Common Rationalizations
Excuse Reality
"Works in the playground" Playground tests 3-5 cases. Production sees thousands of edge cases.
"Simple prompt, no eval needed" Simple prompts fail on edge cases you haven't imagined. Evaluate.
"We'll add tests later" Later means after the first production incident. Test now.
"Same prompt works across models" Models have different behaviors. Re-evaluate on every model change.
"Just add more few-shot examples" More examples without evaluation is guess-and-check. Measure first.
"Users won't try to break it" Users will absolutely try to break it. Test adversarial inputs.
"Cost doesn't matter" Cost scales with traffic. A 2x token reduction saves thousands.
"Bigger model fixes everything" Bigger model with a bad prompt is still bad. Fix the prompt.
"LLM evaluation is unreliable" LLM-as-judge with good rubrics correlates well with human eval. Calibrate it.
"Prompt engineering isn't real engineering" Untested prompts are untested code. Same discipline applies.
Anti-Patterns
Anti-Pattern Consequence Correct Approach
Untested prompts in production Silent failures, inconsistent outputs, user complaints Evaluation dataset, automated testing
No evaluation metrics Can't measure improvement, can't detect regression Define metrics per task type, track over time
Prompt injection vulnerabilities Data leaks, unauthorized actions, system prompt exposure Input sanitization, output validation, adversarial testing
Vibes-based tuning Fixes one case, breaks three others Systematic evaluation, regression testing
No versioning Can't rollback, can't compare, can't reproduce Version control prompts like code
Model coupling Prompt breaks on model update or migration Test across model versions, abstract model-specific syntax
Quick Reference
Phase Key Activities Success Criteria
-
Design Define task, select pattern, structure prompt, design output Clear prompt with explicit constraints
-
Anthropic XML tags, prefilling, caching, extended thinking Model-specific optimizations applied
-
RAG Retrieval testing, context management, grounding Faithful, cited, hallucination-resistant
-
Evaluation Build eval set, define metrics, test failure modes Meets accuracy targets, handles edge cases
-
Operations Version, A/B test, optimize cost, secure Versioned, monitored, cost-efficient, secure
Verification Checklist
Before deploying any prompt to production:
-
Task precisely defined with valid/invalid output examples
-
Prompt pattern selected with justification
-
Output format specified and constrained
-
Evaluation dataset created (minimum 20-50 examples)
-
Metrics defined and measured
-
Evaluation results meet defined thresholds
-
Adversarial inputs tested (prompt injection, edge cases)
-
Prompt versioned in source control
-
Token usage and cost measured
-
Model-specific optimizations applied (caching, prefilling)
-
Security review completed (no prompt leakage, input sanitized)
-
Rollback plan in place (previous prompt version ready)
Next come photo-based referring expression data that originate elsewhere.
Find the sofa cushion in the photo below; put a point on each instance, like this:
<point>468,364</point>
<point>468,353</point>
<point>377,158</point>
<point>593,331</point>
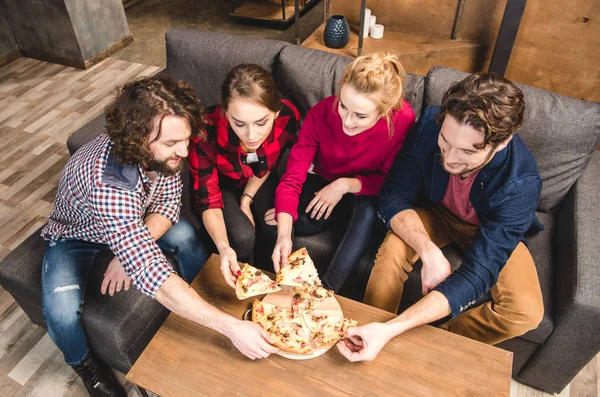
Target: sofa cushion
<point>307,76</point>
<point>203,59</point>
<point>118,327</point>
<point>562,132</point>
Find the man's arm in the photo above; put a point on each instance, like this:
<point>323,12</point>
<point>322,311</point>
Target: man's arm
<point>410,228</point>
<point>364,343</point>
<point>157,225</point>
<point>249,338</point>
<point>115,277</point>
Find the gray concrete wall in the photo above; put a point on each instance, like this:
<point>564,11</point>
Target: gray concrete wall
<point>98,24</point>
<point>71,29</point>
<point>42,27</point>
<point>7,41</point>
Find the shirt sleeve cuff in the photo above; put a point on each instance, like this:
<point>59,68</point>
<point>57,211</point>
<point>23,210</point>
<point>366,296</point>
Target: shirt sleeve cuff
<point>152,278</point>
<point>459,298</point>
<point>170,212</point>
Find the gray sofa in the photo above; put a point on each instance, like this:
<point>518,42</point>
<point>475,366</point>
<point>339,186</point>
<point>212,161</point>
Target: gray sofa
<point>562,132</point>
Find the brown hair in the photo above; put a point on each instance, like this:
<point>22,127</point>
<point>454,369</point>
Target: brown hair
<point>379,76</point>
<point>488,103</point>
<point>142,104</point>
<point>251,82</point>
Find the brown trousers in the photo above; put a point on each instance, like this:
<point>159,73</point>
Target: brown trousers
<point>516,305</point>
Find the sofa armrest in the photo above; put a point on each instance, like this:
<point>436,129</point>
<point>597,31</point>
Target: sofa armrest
<point>575,339</point>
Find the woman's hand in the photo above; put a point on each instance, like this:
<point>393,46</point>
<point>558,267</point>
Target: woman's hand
<point>246,210</point>
<point>229,266</point>
<point>327,198</point>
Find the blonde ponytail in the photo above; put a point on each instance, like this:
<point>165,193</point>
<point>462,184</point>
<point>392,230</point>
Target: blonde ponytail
<point>379,76</point>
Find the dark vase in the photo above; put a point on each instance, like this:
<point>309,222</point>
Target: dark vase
<point>337,32</point>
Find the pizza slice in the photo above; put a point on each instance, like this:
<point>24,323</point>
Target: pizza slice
<point>326,331</point>
<point>306,299</point>
<point>300,270</point>
<point>253,282</point>
<point>269,316</point>
<point>289,334</point>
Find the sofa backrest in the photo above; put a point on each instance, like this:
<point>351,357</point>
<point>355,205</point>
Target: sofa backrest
<point>307,76</point>
<point>304,76</point>
<point>561,132</point>
<point>203,59</point>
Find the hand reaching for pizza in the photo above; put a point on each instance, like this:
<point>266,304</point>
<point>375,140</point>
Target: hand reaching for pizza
<point>248,212</point>
<point>281,252</point>
<point>251,340</point>
<point>365,342</point>
<point>326,199</point>
<point>229,266</point>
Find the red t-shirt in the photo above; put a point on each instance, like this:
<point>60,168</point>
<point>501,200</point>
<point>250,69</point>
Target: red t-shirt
<point>322,141</point>
<point>457,200</point>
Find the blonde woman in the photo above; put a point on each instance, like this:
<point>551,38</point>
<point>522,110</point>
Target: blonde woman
<point>345,148</point>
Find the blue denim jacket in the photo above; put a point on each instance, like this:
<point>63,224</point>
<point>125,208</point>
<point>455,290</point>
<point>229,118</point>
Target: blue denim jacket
<point>504,194</point>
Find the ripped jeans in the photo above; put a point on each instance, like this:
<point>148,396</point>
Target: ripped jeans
<point>64,274</point>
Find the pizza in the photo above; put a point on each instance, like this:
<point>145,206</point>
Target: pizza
<point>289,334</point>
<point>269,316</point>
<point>306,299</point>
<point>327,330</point>
<point>300,271</point>
<point>253,282</point>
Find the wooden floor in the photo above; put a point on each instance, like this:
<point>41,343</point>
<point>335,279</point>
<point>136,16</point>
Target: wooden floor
<point>41,104</point>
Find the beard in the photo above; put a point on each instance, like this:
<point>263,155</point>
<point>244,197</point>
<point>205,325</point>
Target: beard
<point>468,171</point>
<point>163,168</point>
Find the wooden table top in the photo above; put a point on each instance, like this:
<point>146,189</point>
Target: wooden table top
<point>186,359</point>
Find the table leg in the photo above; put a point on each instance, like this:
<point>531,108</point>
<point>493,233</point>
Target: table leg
<point>142,392</point>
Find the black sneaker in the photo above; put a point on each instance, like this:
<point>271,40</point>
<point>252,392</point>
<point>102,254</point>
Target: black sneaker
<point>98,381</point>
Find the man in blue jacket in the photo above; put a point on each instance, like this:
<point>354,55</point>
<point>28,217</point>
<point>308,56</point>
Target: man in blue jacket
<point>463,176</point>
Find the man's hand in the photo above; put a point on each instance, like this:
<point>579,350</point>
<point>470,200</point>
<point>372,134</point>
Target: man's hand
<point>251,340</point>
<point>229,266</point>
<point>246,210</point>
<point>115,278</point>
<point>283,249</point>
<point>436,269</point>
<point>327,198</point>
<point>365,342</point>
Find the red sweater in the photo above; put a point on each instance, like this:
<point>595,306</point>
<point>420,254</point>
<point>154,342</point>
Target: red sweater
<point>367,156</point>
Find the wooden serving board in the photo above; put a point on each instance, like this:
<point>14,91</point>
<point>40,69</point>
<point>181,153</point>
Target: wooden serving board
<point>329,307</point>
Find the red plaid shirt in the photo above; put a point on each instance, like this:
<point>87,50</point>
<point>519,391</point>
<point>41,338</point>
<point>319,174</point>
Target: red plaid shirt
<point>100,201</point>
<point>221,159</point>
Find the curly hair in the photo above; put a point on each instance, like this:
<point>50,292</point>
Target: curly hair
<point>381,77</point>
<point>488,103</point>
<point>251,82</point>
<point>140,106</point>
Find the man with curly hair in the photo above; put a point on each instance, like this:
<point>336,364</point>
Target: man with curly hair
<point>122,192</point>
<point>463,176</point>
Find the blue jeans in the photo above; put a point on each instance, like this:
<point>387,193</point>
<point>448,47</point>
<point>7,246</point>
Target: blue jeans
<point>64,273</point>
<point>359,212</point>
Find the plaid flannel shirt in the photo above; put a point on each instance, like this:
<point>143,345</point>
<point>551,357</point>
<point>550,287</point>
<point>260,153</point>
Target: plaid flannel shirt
<point>221,159</point>
<point>103,202</point>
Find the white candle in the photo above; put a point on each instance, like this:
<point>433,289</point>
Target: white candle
<point>376,31</point>
<point>366,23</point>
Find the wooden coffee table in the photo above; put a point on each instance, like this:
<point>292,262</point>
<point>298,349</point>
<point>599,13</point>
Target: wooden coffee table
<point>186,359</point>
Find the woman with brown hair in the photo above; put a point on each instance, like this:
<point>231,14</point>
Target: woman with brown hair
<point>232,182</point>
<point>345,148</point>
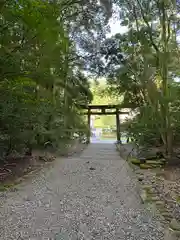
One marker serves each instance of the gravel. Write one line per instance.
(93, 196)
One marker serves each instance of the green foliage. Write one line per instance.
(142, 66)
(41, 75)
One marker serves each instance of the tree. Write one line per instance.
(42, 82)
(140, 63)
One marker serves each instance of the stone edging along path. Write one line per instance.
(47, 161)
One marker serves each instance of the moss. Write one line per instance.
(6, 186)
(134, 161)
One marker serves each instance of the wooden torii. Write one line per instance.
(104, 110)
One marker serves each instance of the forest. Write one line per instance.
(49, 51)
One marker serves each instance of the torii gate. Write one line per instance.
(103, 110)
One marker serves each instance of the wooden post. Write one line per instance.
(118, 126)
(89, 125)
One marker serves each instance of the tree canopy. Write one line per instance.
(42, 46)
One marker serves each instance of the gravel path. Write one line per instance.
(93, 196)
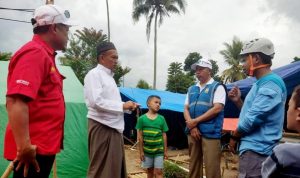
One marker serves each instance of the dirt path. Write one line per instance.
(228, 165)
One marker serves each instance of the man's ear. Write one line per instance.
(298, 114)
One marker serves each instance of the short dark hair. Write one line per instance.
(41, 29)
(265, 59)
(296, 97)
(152, 96)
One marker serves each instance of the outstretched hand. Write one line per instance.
(191, 123)
(26, 157)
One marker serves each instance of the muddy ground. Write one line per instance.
(229, 162)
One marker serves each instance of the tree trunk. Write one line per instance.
(155, 50)
(108, 26)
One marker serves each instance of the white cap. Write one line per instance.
(51, 14)
(202, 63)
(262, 45)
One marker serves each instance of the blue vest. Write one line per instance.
(201, 102)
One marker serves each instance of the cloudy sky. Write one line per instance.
(204, 27)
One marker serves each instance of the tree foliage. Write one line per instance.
(190, 60)
(231, 55)
(157, 10)
(81, 54)
(143, 84)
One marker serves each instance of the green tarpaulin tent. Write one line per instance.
(73, 160)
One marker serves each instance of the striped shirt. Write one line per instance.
(153, 130)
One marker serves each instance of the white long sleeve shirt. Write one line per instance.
(103, 98)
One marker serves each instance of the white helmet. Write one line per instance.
(262, 45)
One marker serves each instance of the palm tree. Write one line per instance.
(156, 9)
(108, 25)
(232, 57)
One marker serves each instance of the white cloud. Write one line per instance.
(204, 28)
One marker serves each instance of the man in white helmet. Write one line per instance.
(262, 112)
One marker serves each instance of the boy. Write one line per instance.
(152, 138)
(285, 159)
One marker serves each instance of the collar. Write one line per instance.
(36, 38)
(209, 82)
(106, 70)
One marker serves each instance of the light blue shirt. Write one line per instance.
(262, 115)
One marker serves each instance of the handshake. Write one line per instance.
(130, 105)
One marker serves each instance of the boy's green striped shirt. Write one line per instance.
(152, 134)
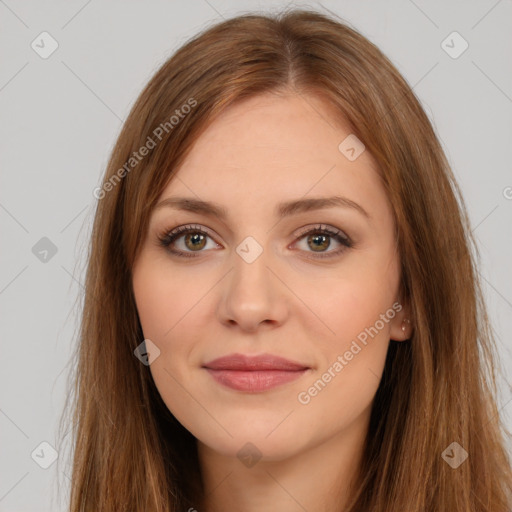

Can't check all boxes? You're not ready to deploy.
Integration with Other Skills
This skill requires using:
- test-driven-development - REQUIRED for building evaluation datasets and writing automated prompt tests
Complementary skills:
-
documentation-generation - Document prompt design decisions, evaluation results, and versioning strategy
-
systematic-debugging - Use when prompt behavior is inconsistent or outputs are unexpected
Final Rule
No eval dataset → no production deployment No metrics → no "improvement" No version control → no prompt changes
Design. Test. Evaluate. Version. Deploy. Monitor. In that order. Always.